Suppose $x=x(t)$. Let $dx$ and $dt$ be 1-forms.
Does there exist a rigorous theorem for converting $dx=f(t)dt$ into the derivative ("fraction") expression $\frac{dx}{dt}=f(t)$?
Is this possible in general for other possibly multivariate functions (or does it require that $x$ is only a function of $t$).

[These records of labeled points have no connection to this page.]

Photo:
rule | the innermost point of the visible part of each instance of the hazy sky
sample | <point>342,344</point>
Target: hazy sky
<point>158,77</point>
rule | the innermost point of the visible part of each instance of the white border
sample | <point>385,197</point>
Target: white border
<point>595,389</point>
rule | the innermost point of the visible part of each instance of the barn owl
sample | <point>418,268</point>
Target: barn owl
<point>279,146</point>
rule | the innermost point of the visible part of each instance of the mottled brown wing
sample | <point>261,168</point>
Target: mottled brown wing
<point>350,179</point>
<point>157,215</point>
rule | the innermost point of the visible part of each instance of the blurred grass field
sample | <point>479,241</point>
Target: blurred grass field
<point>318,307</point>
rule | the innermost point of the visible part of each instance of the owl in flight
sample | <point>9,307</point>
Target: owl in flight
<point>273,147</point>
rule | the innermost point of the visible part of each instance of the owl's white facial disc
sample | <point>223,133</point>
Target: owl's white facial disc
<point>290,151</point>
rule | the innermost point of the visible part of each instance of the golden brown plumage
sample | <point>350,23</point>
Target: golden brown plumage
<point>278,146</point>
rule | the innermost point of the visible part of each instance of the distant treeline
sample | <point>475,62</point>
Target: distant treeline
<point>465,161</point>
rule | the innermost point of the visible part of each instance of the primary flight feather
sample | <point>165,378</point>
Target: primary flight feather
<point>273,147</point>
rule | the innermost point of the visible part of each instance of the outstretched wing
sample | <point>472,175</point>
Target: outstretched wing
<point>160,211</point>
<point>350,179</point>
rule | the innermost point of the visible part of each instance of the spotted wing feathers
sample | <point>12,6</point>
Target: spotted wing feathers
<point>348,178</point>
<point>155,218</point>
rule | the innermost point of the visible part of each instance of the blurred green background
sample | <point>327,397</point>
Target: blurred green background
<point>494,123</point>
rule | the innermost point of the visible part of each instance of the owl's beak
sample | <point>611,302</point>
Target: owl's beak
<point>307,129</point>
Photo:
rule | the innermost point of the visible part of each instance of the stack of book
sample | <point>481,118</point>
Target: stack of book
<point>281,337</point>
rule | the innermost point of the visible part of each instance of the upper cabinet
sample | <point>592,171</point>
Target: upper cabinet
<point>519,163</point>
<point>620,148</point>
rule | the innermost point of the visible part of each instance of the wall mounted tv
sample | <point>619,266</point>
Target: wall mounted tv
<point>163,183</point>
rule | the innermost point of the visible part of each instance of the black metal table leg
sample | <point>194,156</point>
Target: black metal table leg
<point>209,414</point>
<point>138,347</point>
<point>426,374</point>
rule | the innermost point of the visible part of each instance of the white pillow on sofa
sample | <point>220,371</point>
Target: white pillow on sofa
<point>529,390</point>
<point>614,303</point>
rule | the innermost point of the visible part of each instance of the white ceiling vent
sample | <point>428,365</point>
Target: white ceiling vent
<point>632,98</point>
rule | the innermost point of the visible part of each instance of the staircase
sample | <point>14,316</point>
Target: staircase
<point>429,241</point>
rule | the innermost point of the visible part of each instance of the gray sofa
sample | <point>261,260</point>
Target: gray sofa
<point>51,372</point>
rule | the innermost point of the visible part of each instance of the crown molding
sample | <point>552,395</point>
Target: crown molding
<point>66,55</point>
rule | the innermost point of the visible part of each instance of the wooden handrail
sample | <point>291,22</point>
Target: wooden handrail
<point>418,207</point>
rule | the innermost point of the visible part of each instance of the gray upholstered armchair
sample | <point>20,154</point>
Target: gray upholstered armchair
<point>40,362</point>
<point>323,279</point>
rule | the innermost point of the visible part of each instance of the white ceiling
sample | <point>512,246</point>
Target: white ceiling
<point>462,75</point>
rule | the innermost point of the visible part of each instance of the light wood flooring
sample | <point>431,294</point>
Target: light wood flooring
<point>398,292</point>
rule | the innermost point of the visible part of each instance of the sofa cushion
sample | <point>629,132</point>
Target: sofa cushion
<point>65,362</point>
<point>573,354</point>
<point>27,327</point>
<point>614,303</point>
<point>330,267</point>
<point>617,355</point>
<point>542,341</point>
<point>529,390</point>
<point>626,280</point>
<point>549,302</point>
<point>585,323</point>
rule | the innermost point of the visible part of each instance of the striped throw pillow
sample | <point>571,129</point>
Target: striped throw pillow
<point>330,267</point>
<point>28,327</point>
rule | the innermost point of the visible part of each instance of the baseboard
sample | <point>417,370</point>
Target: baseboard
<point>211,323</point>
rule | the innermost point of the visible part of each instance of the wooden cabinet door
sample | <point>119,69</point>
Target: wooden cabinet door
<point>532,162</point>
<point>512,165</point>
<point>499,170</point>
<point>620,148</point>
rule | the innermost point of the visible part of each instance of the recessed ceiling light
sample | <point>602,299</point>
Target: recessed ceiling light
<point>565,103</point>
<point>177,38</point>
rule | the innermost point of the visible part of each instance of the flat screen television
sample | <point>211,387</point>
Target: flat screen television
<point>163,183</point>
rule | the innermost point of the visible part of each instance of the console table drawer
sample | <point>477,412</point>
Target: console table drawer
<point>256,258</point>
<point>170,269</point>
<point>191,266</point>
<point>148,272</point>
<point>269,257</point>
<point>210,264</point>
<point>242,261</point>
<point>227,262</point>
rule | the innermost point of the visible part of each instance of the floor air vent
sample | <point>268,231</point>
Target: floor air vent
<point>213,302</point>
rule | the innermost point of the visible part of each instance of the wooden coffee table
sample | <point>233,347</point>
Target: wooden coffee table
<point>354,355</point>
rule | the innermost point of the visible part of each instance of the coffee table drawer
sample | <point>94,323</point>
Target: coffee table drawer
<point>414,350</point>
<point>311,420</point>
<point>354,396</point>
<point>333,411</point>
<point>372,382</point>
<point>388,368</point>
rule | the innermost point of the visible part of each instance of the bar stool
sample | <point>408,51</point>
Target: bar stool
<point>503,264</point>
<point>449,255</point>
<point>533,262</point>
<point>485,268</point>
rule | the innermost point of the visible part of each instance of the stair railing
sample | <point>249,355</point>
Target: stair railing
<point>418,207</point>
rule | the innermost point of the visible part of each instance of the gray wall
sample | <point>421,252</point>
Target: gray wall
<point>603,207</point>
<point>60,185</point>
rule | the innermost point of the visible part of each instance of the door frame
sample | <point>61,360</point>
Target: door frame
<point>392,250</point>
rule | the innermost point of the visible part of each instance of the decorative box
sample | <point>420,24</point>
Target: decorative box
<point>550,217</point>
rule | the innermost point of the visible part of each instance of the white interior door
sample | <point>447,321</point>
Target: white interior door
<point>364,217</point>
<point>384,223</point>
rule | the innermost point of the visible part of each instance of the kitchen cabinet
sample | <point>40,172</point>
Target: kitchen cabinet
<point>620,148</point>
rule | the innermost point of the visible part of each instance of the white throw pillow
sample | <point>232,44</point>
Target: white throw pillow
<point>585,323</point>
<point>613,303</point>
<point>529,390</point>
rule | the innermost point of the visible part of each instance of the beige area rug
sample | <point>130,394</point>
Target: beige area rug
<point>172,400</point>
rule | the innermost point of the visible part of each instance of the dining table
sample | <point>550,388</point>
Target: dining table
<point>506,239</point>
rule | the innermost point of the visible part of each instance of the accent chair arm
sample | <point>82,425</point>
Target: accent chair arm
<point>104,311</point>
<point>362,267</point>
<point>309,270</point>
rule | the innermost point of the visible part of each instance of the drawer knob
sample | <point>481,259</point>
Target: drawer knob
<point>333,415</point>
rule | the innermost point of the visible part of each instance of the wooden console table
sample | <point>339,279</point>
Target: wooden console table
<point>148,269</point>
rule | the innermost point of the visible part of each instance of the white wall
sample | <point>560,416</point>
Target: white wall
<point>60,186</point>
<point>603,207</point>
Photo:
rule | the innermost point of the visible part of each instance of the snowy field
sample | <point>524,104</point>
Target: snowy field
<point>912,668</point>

Or is this just false?
My guess is that by the linear independence of the basis differential form dt, it is possible to expand in the following manner and simply equate coefficients of $dt$.
$dx=\frac{dx}{dt}dt$
Therefore, $\frac{dx}{dt}=f(t)$.
As I commented, you want to think of a mapping $x\colon\Bbb R\to\Bbb R$. Using $t$ as a coordinate on the domain and $u$ on the range, you pull back $du$ by the mapping $u=x(t)$. Then you get $dx = x^*du = x'(t)\,dt$. Setting this equal to $f(t)\,dt$, you have $x'(t)\,dt = f(t)\,dt$, whence $x'(t)=f(t)$.
You asked about the multivariate situation. Consider, for example, $$dx = P(u,v)\,du + Q(u,v)\,dv.$$ Then this reduces likewise to the equations $$\frac{\partial x}{\partial u} = P(u,v) \quad\text{and}\quad \frac{\partial x}{\partial v} = Q(u,v).$$ Can you make the analogous argument?